Non loin de la Tour Rouge nous traversons sur la droite un névé très incliné et quittons définitivement cet affreux couloir ( 6 ). Il nous reste une centaine de mètres à gravir, mais ici la roche est pourrie à un point qu' il est difficile d' imaginer. Pas une prise qui tienne, pas un caillou qui ne bouge. Nous allons avec une extrême prudence, à gestes mesurés pour éviter l' ac. Enfin nous touchons l' arête ( 7 ) et en quelques pas nous sommes au cairn. La face SW du Bietschhorn est vaincue; la joie de cette victoire nous fait déjà oublier les moments de frayeur, les heures de lutte et de tension.

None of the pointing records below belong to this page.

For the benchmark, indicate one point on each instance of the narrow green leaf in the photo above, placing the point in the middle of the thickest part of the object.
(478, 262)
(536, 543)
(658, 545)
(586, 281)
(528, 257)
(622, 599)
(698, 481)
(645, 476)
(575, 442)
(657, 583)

Mais il est tard; seules les plus hautes cimes sont encore touchées par les rayons du couchant. Le froid raidit nos membres mouillés et fatigués. En hâte nous avalons un peu de chocolat et quelques biscuits et commençons la descente par le chemin ordinaire. Nous descendons le plus bas possible aux dernières lueurs du jour; puis la lune nous fait bénéficier de sa clarté pendant une heure. Nous titubons de sommeil en suivant la crête. Nous dévalons le Schafberg à moitié endormis, débitant des choses absurdes. Nous sommes en proie à des hallucinations. Notre dernier bout de bougie meurt, nous laissant hébétés dans la nuit noire. Le flacon de marc est vide et il n' y a presque plus rien à manger. Accroupis contre un bloc, les jambes repliées contre le corps, nous somnolons et frissonnons en attendant le jour.

A l' aube nous constatons avec stupéfaction que la cabane est toute proche. Tout engourdis, nous nous traînons à travers le pierrier pour aller nous étendre sur les couchettes. Elles ne m' ont jamais paru si douces.